Local children creep across stage as mice during a Friday evening dress rehearsal scene from the “Nutcracker,” a holiday collaboration between the Walla Walla Symphony and the Eugene Ballet Company.
Photo by Matthew Zimmerman Banderas.
WALLA WALLA — What could be the largest and most involved regularly performed classical music production for the area came and left this weekend.
The “Nutcracker,” with a combined cast and crew of approximately 150 locals and visitors, was performed twice Saturday.
Today, the Eugene Ballet Company was to pack up and head for the next of what will eventually be two dozen “Nutcracker” performances the company will perform this season over five weeks in 15 cities.
“We are used to it. We have been touring for 20 years. So we are a type of bus show,” artistic director Tony Pimble said at Friday night’s one and only rehearsal with the local dancers, musicians and chorus.
She added that in some years they have squeezed in as many as 30 performances throughout the Pacific Northwest.
Over the years, the Eugene Ballet has become known for its ability to produce a high quality professional performance in what would seem to be just a couple days of preparation.
On Friday morning, the company’s cast and crew of almost 40 arrived, and in less than 12 hours they were performing a dress rehearsal with a full symphony, choir and local youth ballet dancers.
“It is a very involved production, with many parts to bring together for all this to come to life,” Walla Walla Symphony Chief Executive Officer Leah Wilson-Velasco said.
As for the local youth ballerinas and danseurs (their male partners), Idalee Hutson-Fish of The Dance Center said she has had several dancers who, over the years, have worked their way up the various parts available to them: mice, the lion’s body and the partygoers. And there was at least one who felt she was ready for the lead.

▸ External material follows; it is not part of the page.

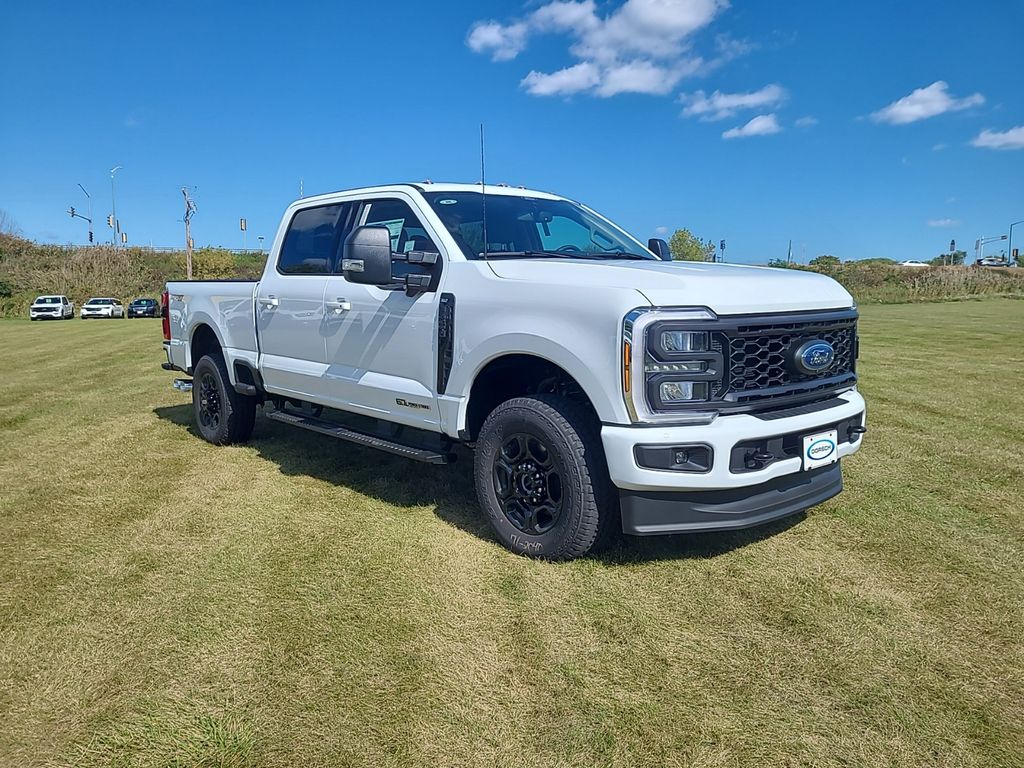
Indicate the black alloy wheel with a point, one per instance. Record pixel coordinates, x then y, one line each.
527 483
209 402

“I did have one of my mice who came in and said, ‘I want to audition for Clara,’” Hutson-Fish said.
One of the reasons the younger dancers are able to share the stage with the professionals of the Eugene Ballet is that, often unbeknownst to the audience, the professional dancers are giving them cues.

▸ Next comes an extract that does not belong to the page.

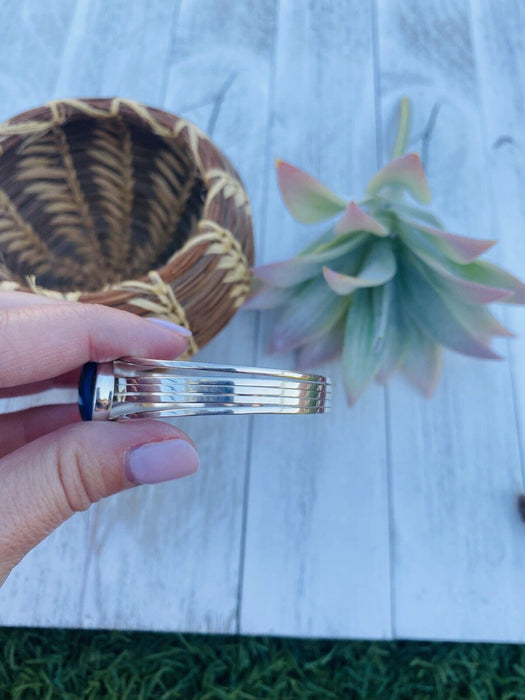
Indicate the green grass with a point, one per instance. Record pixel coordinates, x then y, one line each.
67 665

Then Hutson-Fish pointed out during a scene in which the toy nutcracker is broken off by Fritz, how the professionals are helping stage the dancers and encouraging their expressiveness.

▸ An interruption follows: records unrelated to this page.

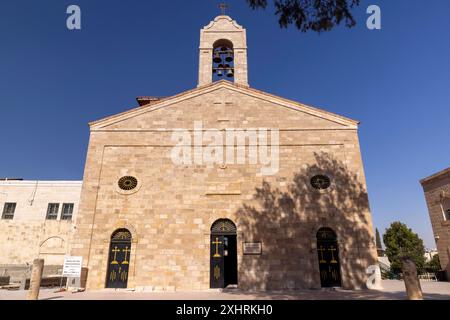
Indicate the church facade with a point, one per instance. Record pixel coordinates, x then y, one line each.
224 185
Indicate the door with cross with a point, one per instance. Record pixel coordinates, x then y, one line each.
328 256
119 260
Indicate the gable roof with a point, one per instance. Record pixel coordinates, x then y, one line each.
166 102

“The boys are all rooting for Fritz, then the girls go ‘uh-oh,’” Hutson-Fish said, as the head of the toy breaks off.
Even when it was pointed out, the professional’s cues were hard to detect and melded with the choreography.
As if managing a mixture or professional and youth dancers wasn’t enough, the “Nutcracker” also incorporated about three dozen members of the Walla Walla Symphony Youth Chorus.
“Keeping the high school kids and middle school kids focused,” Director Christine Janis said was the hardest part for her.
Then there is the man who must who orchestrate it all, Walla Walla Symphony Conductor Yaacov Bergman, who said it was safe to assume all his musicians have played the show at least once before.
“There is nothing more exciting for me. This is one of the greatest stories in repertory music. In theater and in dance … The beauty of it is our kids, they are exposed to this quality of music and dance,” Bergman said.